Er schlängelt sich wie einst durch die Berglandschaft von Utah.
Beim abgebildeten Modell handelt es sich um ein *AccuCraft-Modell*
Es wurden keine Spurkränze bearbeitet, diese Firma baut 1:32.

Guckt ihr Bilder
»Schlepp_Tender« hat folgende Bilder angehängt:
  • P5230005.jpg
  • P5230006.jpg
Federzungen-Weichen mit Format!

6

Freitag, 27. Juni 2008, 13:28

RE: MTH Digital und Räder

Hallo Tomczak,

ob und wie es beim MTH Big Boy geht, kann ich nicht sagen.

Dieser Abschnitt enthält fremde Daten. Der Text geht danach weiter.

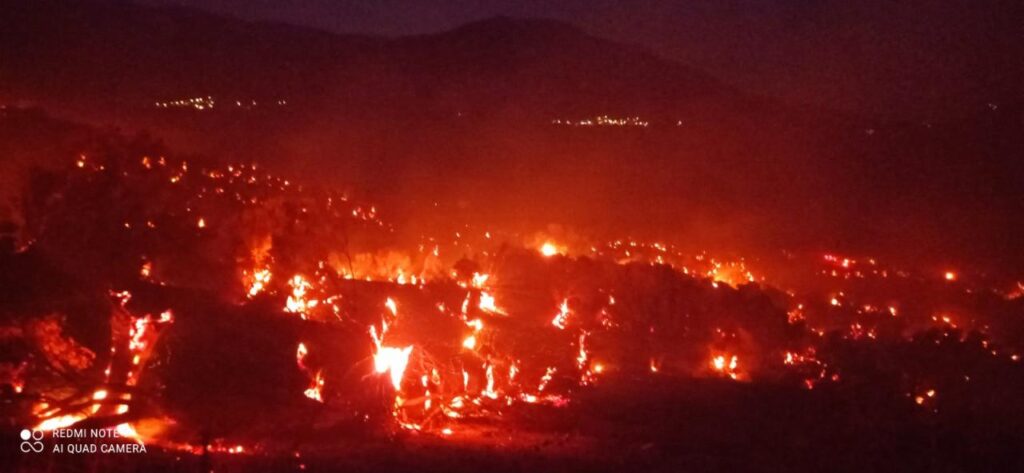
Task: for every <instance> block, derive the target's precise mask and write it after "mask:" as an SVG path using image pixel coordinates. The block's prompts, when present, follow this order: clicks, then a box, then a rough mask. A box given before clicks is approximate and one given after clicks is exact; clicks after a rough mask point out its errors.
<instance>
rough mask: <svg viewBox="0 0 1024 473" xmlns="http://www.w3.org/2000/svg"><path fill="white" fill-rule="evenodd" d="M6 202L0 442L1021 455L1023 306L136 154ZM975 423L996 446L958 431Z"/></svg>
mask: <svg viewBox="0 0 1024 473" xmlns="http://www.w3.org/2000/svg"><path fill="white" fill-rule="evenodd" d="M22 202H23V209H22V210H23V214H24V215H23V216H24V225H22V226H20V227H18V228H14V229H11V231H9V232H8V234H7V235H6V236H5V241H4V245H5V248H4V249H3V254H2V255H0V265H2V270H0V277H2V281H0V291H2V292H3V297H2V299H0V300H2V302H0V313H2V316H3V318H2V324H3V325H2V327H0V338H2V340H3V341H4V345H3V346H4V347H5V348H4V351H3V358H2V360H0V384H2V389H3V390H4V392H5V395H6V396H9V397H10V398H11V399H12V403H11V404H10V405H12V406H13V410H12V411H11V413H12V414H11V417H10V420H11V424H12V425H18V426H32V427H33V428H34V429H36V430H43V431H49V430H53V429H57V428H65V427H70V426H102V427H114V428H116V429H117V431H118V432H119V433H121V434H122V436H124V437H127V438H128V439H130V440H131V441H136V442H141V443H144V444H145V445H147V446H150V447H151V448H154V447H155V448H160V449H162V450H165V451H169V453H183V454H185V455H189V454H195V455H200V454H229V455H242V456H250V455H282V454H283V455H285V456H292V455H294V456H295V458H297V459H298V458H300V457H301V455H300V451H304V449H305V448H306V445H305V443H309V444H311V445H315V444H322V443H317V441H314V440H308V442H304V441H303V440H302V439H312V438H314V437H315V438H321V439H323V438H325V437H327V438H394V437H396V436H398V437H402V438H406V437H408V436H418V437H420V436H422V437H429V438H437V439H442V440H443V441H451V442H456V441H460V442H461V441H464V442H466V443H472V442H473V441H480V440H481V439H484V440H485V439H486V438H490V437H488V435H492V434H485V433H486V432H487V427H486V426H492V428H502V429H508V430H509V431H514V432H518V434H515V435H513V436H512V437H515V436H516V435H518V437H520V438H531V437H530V435H534V434H532V433H531V432H538V431H539V432H546V433H548V434H551V433H552V432H564V431H572V430H571V429H569V428H568V427H566V426H567V425H570V424H577V423H582V424H581V425H584V426H585V427H584V429H588V432H590V433H589V434H588V435H591V436H593V437H595V438H598V439H599V440H600V441H607V442H610V443H611V444H618V445H623V444H630V445H636V446H637V447H638V448H640V449H641V450H647V449H651V448H653V449H660V450H662V451H663V454H659V455H665V454H664V453H665V451H668V449H669V448H670V445H672V444H674V443H673V442H676V441H678V442H685V441H688V440H687V439H686V438H684V437H685V436H681V437H676V438H675V439H671V438H666V436H667V435H670V434H667V433H666V430H665V429H667V428H669V427H660V428H659V429H660V430H658V429H654V430H650V428H649V426H650V425H653V424H652V423H651V420H655V419H660V418H663V417H664V418H665V419H669V420H679V419H686V420H687V422H691V423H692V425H693V426H694V428H696V427H700V428H708V430H707V431H708V432H709V435H717V434H718V433H720V432H722V430H721V429H719V430H716V429H715V428H713V427H708V426H707V425H705V423H707V422H709V421H708V420H707V418H701V417H700V416H699V415H696V414H695V413H690V412H687V414H685V415H684V416H682V417H680V414H679V413H678V412H676V411H674V407H671V406H672V405H679V404H687V405H715V406H716V408H721V410H726V408H730V407H729V405H728V403H729V402H732V403H733V406H736V408H754V407H753V406H754V405H759V406H763V407H765V408H778V405H779V404H782V405H785V406H784V407H781V411H782V412H790V411H792V410H793V408H794V407H791V406H788V405H792V404H799V403H802V402H808V404H807V410H808V413H810V414H806V415H801V416H798V417H799V419H798V420H796V421H794V422H795V423H796V424H795V425H798V426H805V427H806V426H811V427H813V428H811V429H810V430H809V432H818V431H820V430H821V429H823V428H824V427H821V426H826V425H828V420H829V419H833V418H836V417H839V416H841V415H842V416H849V417H851V418H852V417H857V416H860V417H861V419H863V420H864V422H866V423H868V424H871V423H874V424H871V425H872V426H877V425H879V423H882V422H883V420H886V419H898V420H899V422H906V423H908V424H907V425H912V426H925V427H927V429H934V430H935V431H937V432H946V433H948V432H959V434H958V435H964V436H966V437H970V438H969V440H970V442H971V444H972V445H978V444H979V443H978V442H979V441H980V440H979V439H998V438H1001V439H1016V441H1019V440H1021V436H1020V431H1019V429H1018V428H1015V427H1019V425H1018V424H1016V422H1017V421H1018V420H1019V419H1020V417H1019V414H1014V413H1015V412H1017V411H1015V410H1019V408H1020V407H1021V400H1020V399H1021V393H1022V392H1024V390H1022V384H1021V383H1022V380H1024V377H1022V376H1021V374H1022V372H1021V368H1020V363H1019V359H1020V358H1019V353H1020V352H1021V350H1022V349H1024V346H1022V343H1024V298H1021V297H1020V295H1021V292H1022V289H1021V288H1022V286H1021V283H1019V282H1015V281H1008V282H998V281H990V279H989V278H986V277H985V276H984V275H983V274H972V273H971V271H970V270H967V269H964V270H952V269H946V268H944V269H935V270H927V271H918V270H912V269H909V268H899V267H893V266H890V265H887V264H885V263H883V262H881V261H878V260H876V259H873V258H870V257H854V256H841V255H835V254H825V255H820V254H818V255H811V254H802V255H798V254H791V253H779V254H778V255H775V256H772V257H759V258H752V259H745V258H733V257H715V256H713V255H709V254H707V253H698V254H687V253H686V252H684V251H682V250H680V249H678V248H677V247H676V246H674V245H671V244H667V243H658V242H640V241H635V240H631V239H625V238H624V239H622V240H614V241H611V242H598V241H592V240H587V239H584V238H578V236H573V238H568V236H565V235H564V234H559V233H558V232H548V233H546V232H540V233H529V232H521V231H520V232H517V231H510V230H509V229H506V228H473V227H468V226H467V227H465V228H463V229H461V230H460V231H458V232H456V233H455V234H430V233H429V231H428V230H429V229H425V228H416V229H414V230H412V231H409V230H402V229H401V227H400V225H399V224H397V223H392V222H388V221H386V220H385V219H384V218H383V217H382V212H381V211H380V210H379V209H378V208H377V207H376V206H374V205H372V204H369V203H365V202H359V200H357V199H354V198H352V197H351V196H348V195H345V193H339V192H333V191H326V190H322V189H316V188H310V187H306V186H304V185H302V184H301V183H298V182H293V181H290V180H287V179H284V178H281V177H276V176H274V175H273V174H272V173H269V172H267V171H265V170H263V169H261V168H260V167H259V166H256V165H250V164H234V165H226V166H213V165H210V164H205V163H203V162H199V161H186V160H183V159H176V158H172V157H170V156H164V155H163V154H159V153H139V152H138V150H136V149H134V148H131V147H128V146H113V147H112V148H108V149H103V150H94V152H89V153H84V154H82V155H80V156H78V157H75V158H74V159H72V160H70V164H69V166H67V168H65V169H61V170H58V171H53V172H45V173H43V172H40V173H37V174H35V175H34V176H33V177H32V179H31V183H30V185H29V186H28V187H27V191H26V195H25V197H24V199H23V201H22ZM409 233H417V234H419V235H418V236H417V238H415V239H410V238H407V236H402V235H404V234H409ZM737 389H738V390H741V391H737ZM737 392H744V393H750V394H746V395H750V396H754V397H757V398H758V399H760V400H757V401H750V400H748V401H744V400H742V399H743V395H737V394H736V393H737ZM779 393H781V395H783V396H785V397H786V399H788V400H785V401H774V400H773V401H768V400H764V399H770V398H772V396H776V395H778V394H779ZM759 394H760V395H759ZM718 396H721V397H722V398H723V399H728V401H725V400H723V401H721V402H718V401H715V400H712V398H713V397H718ZM701 403H702V404H701ZM744 405H745V407H744ZM837 406H838V407H837ZM833 407H836V408H838V410H840V411H842V414H836V413H830V414H824V413H825V412H827V411H828V410H830V408H833ZM679 408H683V410H684V411H686V408H692V407H679ZM559 413H562V414H559ZM979 413H982V414H984V419H986V420H988V423H987V424H986V425H985V426H980V425H975V424H971V422H970V421H969V417H970V416H973V415H979ZM626 418H629V419H626ZM644 422H647V424H644ZM885 422H889V421H885ZM892 422H897V421H896V420H893V421H892ZM900 425H901V426H902V425H903V424H900ZM494 426H499V427H494ZM608 426H613V428H612V427H608ZM645 426H646V427H645ZM902 428H903V427H899V428H894V429H895V430H893V432H897V433H899V432H903V431H901V430H900V429H902ZM914 428H916V427H914ZM602 429H605V430H602ZM611 431H614V432H615V433H609V432H611ZM577 432H578V433H579V431H577ZM903 433H906V432H903ZM854 434H855V433H851V435H854ZM552 435H553V434H552ZM679 435H682V434H679ZM886 435H889V434H886ZM893 435H897V434H893ZM927 435H928V434H921V433H920V432H918V431H913V435H911V437H910V438H913V439H921V438H924V437H927ZM923 436H924V437H923ZM512 437H510V438H512ZM621 437H626V438H627V439H625V440H624V439H622V438H621ZM887 438H888V437H887ZM929 438H930V437H929ZM318 441H319V442H323V441H324V440H318ZM523 441H525V440H523ZM1001 444H1004V443H1000V442H998V441H996V442H994V443H989V444H988V446H985V447H984V448H988V450H987V451H1002V450H1000V448H1001V446H999V445H1001ZM652 445H657V446H652ZM879 449H880V450H885V448H884V447H879ZM631 455H632V454H631ZM597 458H599V457H597ZM623 458H631V457H630V455H625V456H624V457H623ZM297 464H301V465H302V468H304V467H305V464H304V463H302V462H298V463H297Z"/></svg>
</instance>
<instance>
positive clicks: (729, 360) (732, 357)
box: [711, 354, 742, 380]
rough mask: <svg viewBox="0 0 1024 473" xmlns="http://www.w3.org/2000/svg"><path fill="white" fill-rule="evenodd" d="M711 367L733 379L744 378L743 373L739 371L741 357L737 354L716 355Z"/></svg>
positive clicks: (711, 360)
mask: <svg viewBox="0 0 1024 473" xmlns="http://www.w3.org/2000/svg"><path fill="white" fill-rule="evenodd" d="M711 368H712V370H714V371H715V372H716V373H718V374H720V375H722V376H727V377H729V378H730V379H732V380H739V379H741V378H742V374H741V373H739V372H738V371H737V369H738V368H739V358H738V357H737V356H736V355H725V354H720V355H716V356H714V357H712V359H711Z"/></svg>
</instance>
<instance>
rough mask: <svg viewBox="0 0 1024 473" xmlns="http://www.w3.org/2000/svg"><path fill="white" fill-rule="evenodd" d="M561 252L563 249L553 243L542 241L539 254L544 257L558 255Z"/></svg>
mask: <svg viewBox="0 0 1024 473" xmlns="http://www.w3.org/2000/svg"><path fill="white" fill-rule="evenodd" d="M563 253H564V252H563V250H562V249H561V248H559V247H558V246H557V245H555V244H554V243H551V242H544V245H541V254H542V255H544V257H546V258H550V257H552V256H555V255H560V254H563Z"/></svg>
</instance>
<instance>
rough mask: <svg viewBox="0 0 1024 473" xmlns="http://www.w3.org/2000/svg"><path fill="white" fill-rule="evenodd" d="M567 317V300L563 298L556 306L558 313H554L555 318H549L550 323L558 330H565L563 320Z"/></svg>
mask: <svg viewBox="0 0 1024 473" xmlns="http://www.w3.org/2000/svg"><path fill="white" fill-rule="evenodd" d="M568 318H569V301H568V299H565V300H563V301H562V303H561V304H560V305H559V306H558V313H556V314H555V318H552V319H551V325H552V326H555V328H557V329H558V330H565V322H566V321H567V320H568Z"/></svg>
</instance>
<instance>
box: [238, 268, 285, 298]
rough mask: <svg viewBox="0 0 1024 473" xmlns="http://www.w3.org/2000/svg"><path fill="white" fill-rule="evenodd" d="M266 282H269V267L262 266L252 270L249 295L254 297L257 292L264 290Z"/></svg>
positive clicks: (265, 284) (269, 279) (249, 287)
mask: <svg viewBox="0 0 1024 473" xmlns="http://www.w3.org/2000/svg"><path fill="white" fill-rule="evenodd" d="M293 281H294V278H293ZM268 284H270V269H268V268H264V269H260V270H258V271H256V272H254V273H253V275H252V282H251V283H250V285H249V293H248V294H249V297H255V296H256V295H257V294H259V293H261V292H263V291H264V290H266V286H267V285H268ZM293 295H294V294H293Z"/></svg>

Bei meiner MTH Dash-8 habe ich mit einem Abzieher die Räder rechts und links etwas herausgezogen, bis die 40mm erreicht waren. Das ging völlig unproblematisch, da es pro Seite weniger als 0,5mm waren. Da die Räder werkseitig schon so aufgepresst waren, dass sie eierten, habe ich später die Kunststoffbuchsen gegen Messingbuchsen getauscht und beim Zusammenpressen darauf geachtet, dass das Radsatzinnenmaß genau auf 40mm kommt.